📌 Topic 01 of 6 · Chapter 08 · Nanotechnology & Material Science
Nanotechnology Basics — Nanometre Scale
Nanometre scale, unique properties, Richard Feynman, STM — complete notes for UPSC & PSC exams.
⚗️ Nanotechnology — What is it?
- Nanotechnology = science and engineering at the scale of 1–100 nanometres (nm)
- 1 nanometre = 10⁻⁹ metres = 1 billionth of a metre
- For comparison: human hair = ~80,000 nm wide; DNA molecule = ~2 nm wide; red blood cell = ~7,000 nm
- At nano scale, materials exhibit unique properties different from bulk materials (different colour, strength, conductivity)
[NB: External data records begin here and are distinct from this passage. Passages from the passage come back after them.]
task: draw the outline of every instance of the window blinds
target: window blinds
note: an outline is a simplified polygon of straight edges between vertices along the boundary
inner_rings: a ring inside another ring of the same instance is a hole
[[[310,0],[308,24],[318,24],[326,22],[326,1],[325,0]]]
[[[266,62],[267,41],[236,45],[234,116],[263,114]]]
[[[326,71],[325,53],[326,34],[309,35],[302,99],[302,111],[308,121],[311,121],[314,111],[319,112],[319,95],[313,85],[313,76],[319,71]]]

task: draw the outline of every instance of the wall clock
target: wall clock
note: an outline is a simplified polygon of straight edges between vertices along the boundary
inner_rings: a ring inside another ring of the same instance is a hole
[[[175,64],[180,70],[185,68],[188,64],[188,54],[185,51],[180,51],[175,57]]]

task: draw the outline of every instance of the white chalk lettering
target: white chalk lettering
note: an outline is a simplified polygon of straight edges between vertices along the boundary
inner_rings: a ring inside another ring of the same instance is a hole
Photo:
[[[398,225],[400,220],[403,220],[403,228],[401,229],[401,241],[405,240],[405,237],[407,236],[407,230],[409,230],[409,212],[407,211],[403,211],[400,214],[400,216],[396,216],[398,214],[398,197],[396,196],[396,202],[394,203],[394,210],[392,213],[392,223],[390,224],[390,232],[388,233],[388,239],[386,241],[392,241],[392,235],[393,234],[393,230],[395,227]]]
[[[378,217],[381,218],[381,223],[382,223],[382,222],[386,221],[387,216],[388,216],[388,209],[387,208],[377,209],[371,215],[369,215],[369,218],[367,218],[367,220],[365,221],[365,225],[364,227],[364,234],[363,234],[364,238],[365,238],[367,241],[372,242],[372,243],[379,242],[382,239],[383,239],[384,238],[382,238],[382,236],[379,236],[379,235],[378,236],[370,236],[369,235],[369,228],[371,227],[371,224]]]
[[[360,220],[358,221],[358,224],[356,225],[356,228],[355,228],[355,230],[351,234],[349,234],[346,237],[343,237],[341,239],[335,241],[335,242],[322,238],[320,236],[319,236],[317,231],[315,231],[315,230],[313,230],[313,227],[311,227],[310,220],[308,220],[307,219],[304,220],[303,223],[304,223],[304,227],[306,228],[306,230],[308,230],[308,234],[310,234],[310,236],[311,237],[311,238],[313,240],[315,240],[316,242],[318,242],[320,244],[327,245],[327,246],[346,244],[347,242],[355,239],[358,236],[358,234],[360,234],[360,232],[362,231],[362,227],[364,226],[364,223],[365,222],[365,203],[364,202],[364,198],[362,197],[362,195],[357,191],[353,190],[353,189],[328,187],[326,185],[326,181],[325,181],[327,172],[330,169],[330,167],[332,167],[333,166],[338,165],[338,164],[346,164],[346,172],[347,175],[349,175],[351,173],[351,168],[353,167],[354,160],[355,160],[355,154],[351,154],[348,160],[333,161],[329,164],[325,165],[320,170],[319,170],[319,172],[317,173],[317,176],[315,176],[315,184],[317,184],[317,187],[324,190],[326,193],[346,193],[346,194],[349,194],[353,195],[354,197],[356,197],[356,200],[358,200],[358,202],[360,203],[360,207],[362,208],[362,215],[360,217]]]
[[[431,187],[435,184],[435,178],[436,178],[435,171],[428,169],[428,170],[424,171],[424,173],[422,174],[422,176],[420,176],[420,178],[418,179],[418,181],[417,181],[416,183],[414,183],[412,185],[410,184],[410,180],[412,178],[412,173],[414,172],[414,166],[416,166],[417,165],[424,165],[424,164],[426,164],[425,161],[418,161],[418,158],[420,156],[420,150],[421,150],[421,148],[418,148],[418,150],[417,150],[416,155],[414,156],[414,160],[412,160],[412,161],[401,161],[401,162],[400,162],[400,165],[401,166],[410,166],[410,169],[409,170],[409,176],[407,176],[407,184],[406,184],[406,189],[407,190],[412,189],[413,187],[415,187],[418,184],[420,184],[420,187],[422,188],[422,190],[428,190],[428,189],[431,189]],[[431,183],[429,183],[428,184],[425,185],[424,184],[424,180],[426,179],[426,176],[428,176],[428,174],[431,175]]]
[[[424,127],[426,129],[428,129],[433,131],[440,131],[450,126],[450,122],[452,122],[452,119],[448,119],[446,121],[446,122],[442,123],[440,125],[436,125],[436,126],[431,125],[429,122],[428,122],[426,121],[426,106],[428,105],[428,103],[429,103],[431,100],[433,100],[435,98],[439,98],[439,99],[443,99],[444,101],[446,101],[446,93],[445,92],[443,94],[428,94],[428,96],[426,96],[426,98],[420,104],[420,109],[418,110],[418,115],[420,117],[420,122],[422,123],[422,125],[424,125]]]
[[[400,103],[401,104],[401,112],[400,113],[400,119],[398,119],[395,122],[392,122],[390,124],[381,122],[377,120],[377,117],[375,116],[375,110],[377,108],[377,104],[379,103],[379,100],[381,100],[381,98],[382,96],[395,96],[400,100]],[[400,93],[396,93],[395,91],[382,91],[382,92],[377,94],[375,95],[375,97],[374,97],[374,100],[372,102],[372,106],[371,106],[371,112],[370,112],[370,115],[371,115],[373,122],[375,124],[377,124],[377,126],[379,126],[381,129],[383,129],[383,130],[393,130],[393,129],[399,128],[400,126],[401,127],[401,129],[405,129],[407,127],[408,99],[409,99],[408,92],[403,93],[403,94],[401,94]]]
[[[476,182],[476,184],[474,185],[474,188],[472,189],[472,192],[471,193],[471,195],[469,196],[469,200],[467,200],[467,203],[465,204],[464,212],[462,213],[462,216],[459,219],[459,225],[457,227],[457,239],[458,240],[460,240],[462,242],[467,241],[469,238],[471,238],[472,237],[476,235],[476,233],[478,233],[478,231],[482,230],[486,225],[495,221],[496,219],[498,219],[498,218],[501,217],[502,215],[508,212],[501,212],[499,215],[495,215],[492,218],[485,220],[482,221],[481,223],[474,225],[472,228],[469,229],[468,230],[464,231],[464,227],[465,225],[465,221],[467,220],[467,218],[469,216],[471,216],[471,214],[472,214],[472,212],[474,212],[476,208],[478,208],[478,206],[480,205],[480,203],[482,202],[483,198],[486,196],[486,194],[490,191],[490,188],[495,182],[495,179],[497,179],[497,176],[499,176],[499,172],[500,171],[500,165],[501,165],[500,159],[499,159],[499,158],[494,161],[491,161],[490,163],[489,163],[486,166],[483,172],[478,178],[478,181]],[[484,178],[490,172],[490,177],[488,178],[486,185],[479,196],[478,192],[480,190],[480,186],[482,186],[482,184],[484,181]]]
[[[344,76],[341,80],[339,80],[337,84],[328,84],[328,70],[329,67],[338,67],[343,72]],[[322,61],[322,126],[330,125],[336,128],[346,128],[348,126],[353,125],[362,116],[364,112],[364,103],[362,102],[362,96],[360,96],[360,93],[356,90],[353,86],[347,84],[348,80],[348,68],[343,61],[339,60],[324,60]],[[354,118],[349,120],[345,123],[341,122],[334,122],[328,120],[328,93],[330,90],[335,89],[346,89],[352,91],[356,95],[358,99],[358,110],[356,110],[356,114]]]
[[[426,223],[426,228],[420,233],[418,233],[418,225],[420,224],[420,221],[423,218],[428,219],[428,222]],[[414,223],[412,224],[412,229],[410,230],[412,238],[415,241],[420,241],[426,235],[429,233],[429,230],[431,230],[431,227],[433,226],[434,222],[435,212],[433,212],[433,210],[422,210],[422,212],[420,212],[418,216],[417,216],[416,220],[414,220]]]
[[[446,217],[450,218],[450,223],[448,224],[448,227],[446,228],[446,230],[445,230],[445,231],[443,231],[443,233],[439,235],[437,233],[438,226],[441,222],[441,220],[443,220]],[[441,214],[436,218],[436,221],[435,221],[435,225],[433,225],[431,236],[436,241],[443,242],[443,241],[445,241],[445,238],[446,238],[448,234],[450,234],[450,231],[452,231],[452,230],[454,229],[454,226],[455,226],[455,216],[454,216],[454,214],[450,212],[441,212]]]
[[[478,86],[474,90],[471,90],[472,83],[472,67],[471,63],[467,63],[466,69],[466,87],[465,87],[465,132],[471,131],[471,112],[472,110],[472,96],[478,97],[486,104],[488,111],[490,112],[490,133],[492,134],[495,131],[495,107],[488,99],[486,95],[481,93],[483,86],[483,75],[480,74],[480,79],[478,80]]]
⚗️ History of Nanotechnology
- Richard Feynman (1959) — lecture “There’s Plenty of Room at the Bottom” — conceptual birth of nanotechnology; called “Father of Nanotechnology”
- Norio Taniguchi (1974) — coined the term “nanotechnology”
- Scanning Tunnelling Microscope (STM) — invented 1981 by Gerd Binnig and Heinrich Rohrer — Nobel Prize Physics 1986 — key tool for nanotechnology
- IBM “IBM” logo (1989) — spelled using 35 xenon atoms — first demonstration of atomic manipulation
⚗️ Why Nano Scale is Special
- Quantum effects — at nano scale, quantum mechanics dominates; materials behave differently
- Increased surface area — nanoparticles have huge surface area relative to volume; more reactive
- Different optical properties — gold nanoparticles appear red/purple (not gold)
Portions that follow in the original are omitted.